Feds launch consultation on tax proposals

Tax experts disagree over whether professionals, such as doctors and accountants, and small business owners who are considering incorporating their businesses should hold off from doing so as the federal government reviews the practice of tax planning using private corporations, which it announced in the 2017 federal budget.

“I wouldn’t bother spending the money on legal and accounting fees right now to set up a structure that might be useless in a few months’ time,” says Jamie Golombek, managing director of tax and estate planning in Toronto-based Canadian Imperial Bank of Commerce’s wealth strategies group.

However, other tax practitioners argue that if the potential tax savings from incorporation exceeds the cost of setting up the corporation, professionals and small business owners would be risking little by going ahead — even in light of the federal government’s current review.

“If the tax savings and/or deferral benefit from this year alone is enough to more than cover the cost, I would proceed without hesitation,” says Jason Pereira, a partner and senior financial consultant with Woodgate Financial Inc., which offers investment services through IPC Securities Corp.

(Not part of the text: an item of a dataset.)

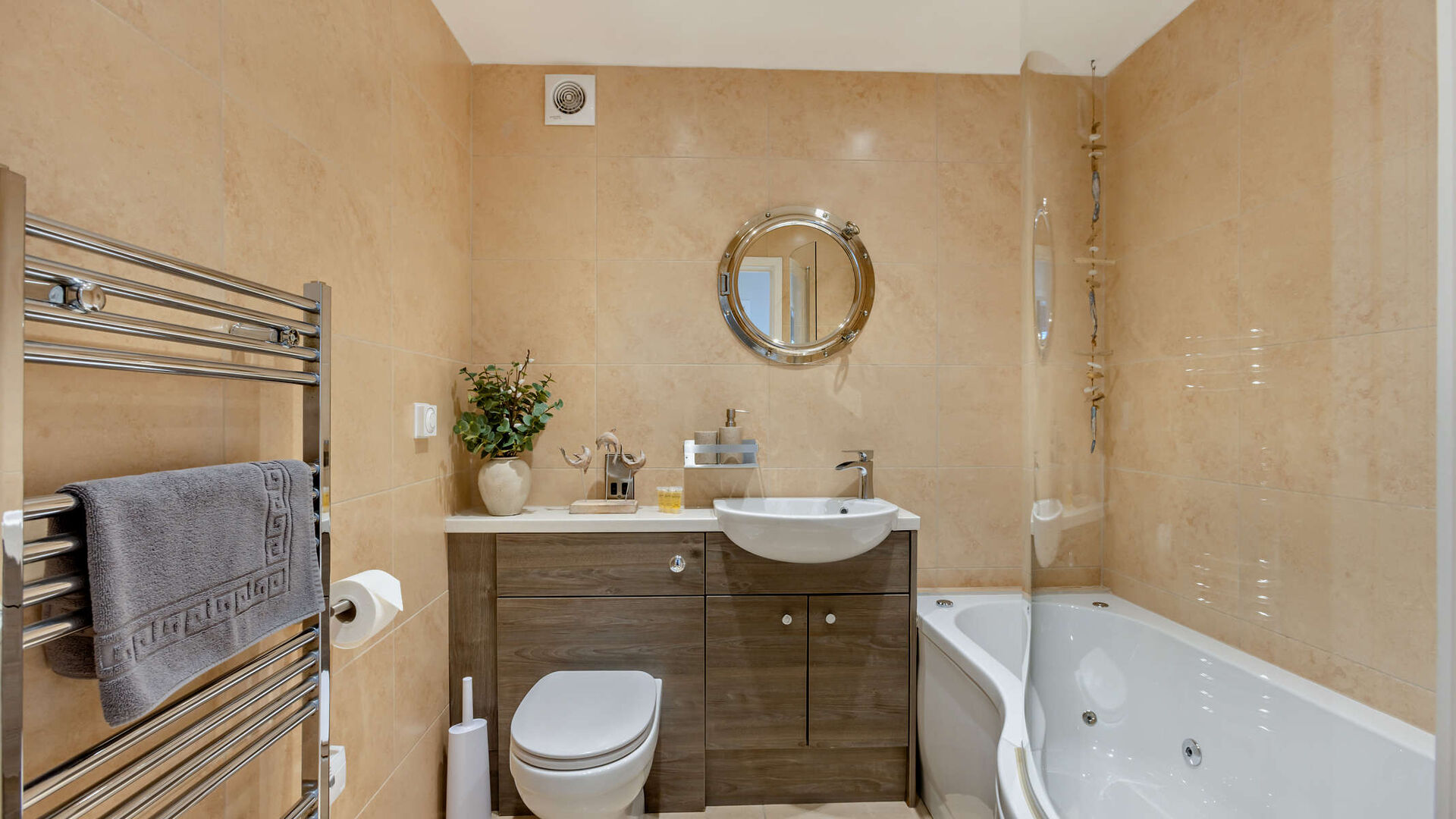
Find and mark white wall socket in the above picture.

Adds Michelle Connolly, vice president of tax, retirement, and estate planning with CI Investments Inc. in Toronto: “If you’re dealing with a business owner who is very fortunate, and is making money hand over fist, and isn’t spending it [and therefore can retain it in the corporation], does it make sense to incorporate? I say yes.”

However, tax experts appear to be in agreement that small business owners and professionals who’ve already incorporated are better off not making any tax-planning changes in anticipation of the government review.

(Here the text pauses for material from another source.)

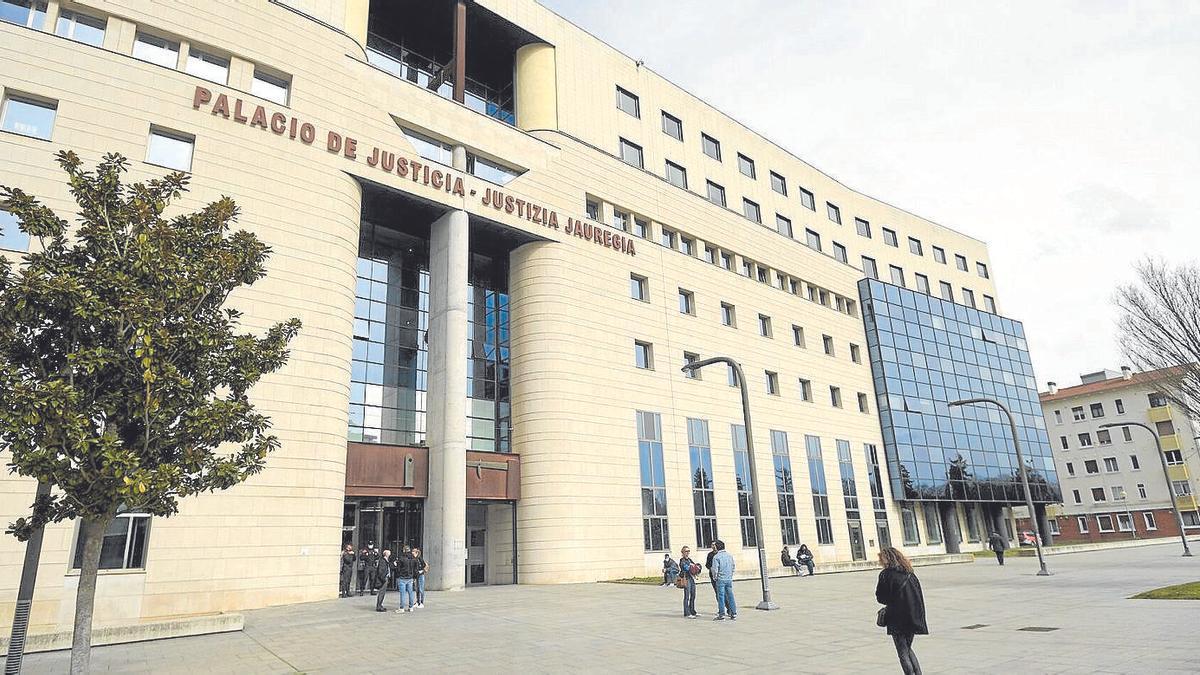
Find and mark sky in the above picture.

“Once we see what the government is actually thinking about, then we’ll be able to plan around it,” Pereira says. “Any kind of action now is ridiculously premature.”

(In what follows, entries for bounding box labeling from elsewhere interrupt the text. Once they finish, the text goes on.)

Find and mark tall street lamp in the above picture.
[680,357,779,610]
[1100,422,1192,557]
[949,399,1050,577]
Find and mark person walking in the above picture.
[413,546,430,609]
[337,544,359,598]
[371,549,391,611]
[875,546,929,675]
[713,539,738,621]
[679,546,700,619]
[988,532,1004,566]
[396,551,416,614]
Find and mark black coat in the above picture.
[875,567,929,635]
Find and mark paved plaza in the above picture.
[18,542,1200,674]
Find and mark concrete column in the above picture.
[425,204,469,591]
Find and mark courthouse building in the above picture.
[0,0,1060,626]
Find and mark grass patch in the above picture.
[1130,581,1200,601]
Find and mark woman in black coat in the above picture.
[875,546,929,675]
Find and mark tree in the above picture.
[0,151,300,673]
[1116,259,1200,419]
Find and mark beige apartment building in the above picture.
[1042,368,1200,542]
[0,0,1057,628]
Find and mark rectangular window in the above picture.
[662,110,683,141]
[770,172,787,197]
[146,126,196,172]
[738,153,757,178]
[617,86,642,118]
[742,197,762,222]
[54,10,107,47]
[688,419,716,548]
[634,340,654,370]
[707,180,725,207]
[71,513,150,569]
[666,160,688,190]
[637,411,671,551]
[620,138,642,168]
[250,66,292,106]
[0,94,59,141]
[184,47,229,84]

Adds Connolly: “In terms of planning, I’d agree, don’t do anything rash.”

The federal government indicated in the budget released last month that it was concerned with three particular tax-planning strategies involving the use of private corporations:

> “Income sprinkling,” or reducing overall income taxes by causing income that would otherwise be taxed at the individual’s top tax rate to be realized by an eligible family member who might be in a lower tax bracket, or who may not be taxable at all.

> Holding a passive investment portfolio in a private corporation, which provides the advantage of tax deferral.

> The conversion of a private corporation’s regular income into capital gains, which is taxed at a lower rate.

Read: Professionals will no longer be able to use billed-based accounting

Read: Budget proposes clarification of “factual control”

Watch: Changes to tax structures on private corporations

The government said that it was currently reviewing these strategies, as it was concerned that they “inappropriately reduce the personal taxes of high-income earners.” The government intends to release a paper “in the coming months” providing more details about its specific concerns, as well as proposed policy responses.

“My guess is that they’ll do this over the summer, ask for comments [from interested parties], and ultimately introduce legislation in the fall or in the next budget,” Golombek suggests.

Based solely on the information provided in the budget documents, it’s difficult to speculate on what steps the government might take or, indeed, what exactly troubles the government about these particular tax strategies, these experts say.

However, Connolly suggests the government is likely generally concerned about incorporated professionals accessing the lower tax rate associated with the first $500,000 of active business income available through the small business deduction (SBD) and using it to reduce taxes and accumulate wealth in a way that the government considers to be inconsistent with overall tax policy.

“[The government] wants to ensure that business owners or incorporated professionals are genuinely putting back into the economy, that they are creating jobs, that the corporation is an active business in a way that aligns to the true intent of why the government is providing the SBD [in the first place],” she says.

There are many steps the government could take to address the issue, experts say, including providing for only one lifetime capital gains exemption amount per family or re-introducing a capital tax on investment income held in a corporation.

However, the likeliest solution, at this point, may be for the federal government to copy a recent Quebec tax change that limits access to the SBD only to those small businesses, outside of manufacturing and other key industries, whose employees worked a minimum of 5,500 hours in total in a taxation year (the rough equivalent to employing three full-time workers). That law goes into effect this year.

“I think they’re going to follow Quebec’s lead,” Connolly suggests. “Essentially, the federal government is going to make it more difficult to qualify and use the SBD.”

Says Jack Courtney, vice president of private client planning at Investors Group Inc. in Winnipeg: “[The Quebec approach] is an option for the federal government.”

There may be a lot of pushback from a variety of groups, including professional associations, to the government’s review, Pereira suggests.

“The problem here is that a lot of professionals rely on incorporation for tax planning, and a lot of politically sensitive [groups], such as doctors, are going to be massively up in arms over this,” he says.

Some groups will argue that increasing the tax burden on incorporated professionals and small businesses will stymie economic growth and innovation, which the government says it’s trying to encourage. It may also lead to a “brain drain” of talent away from Canada to the U.S. or other lower-tax jurisdictions.

“There are a lot of people who will be interested in these [possible] changes, and will be making comments and representations,” Courtney says. “It’s tough to gauge now how fast this will move, and whether any of these things, in the end, will gain traction.”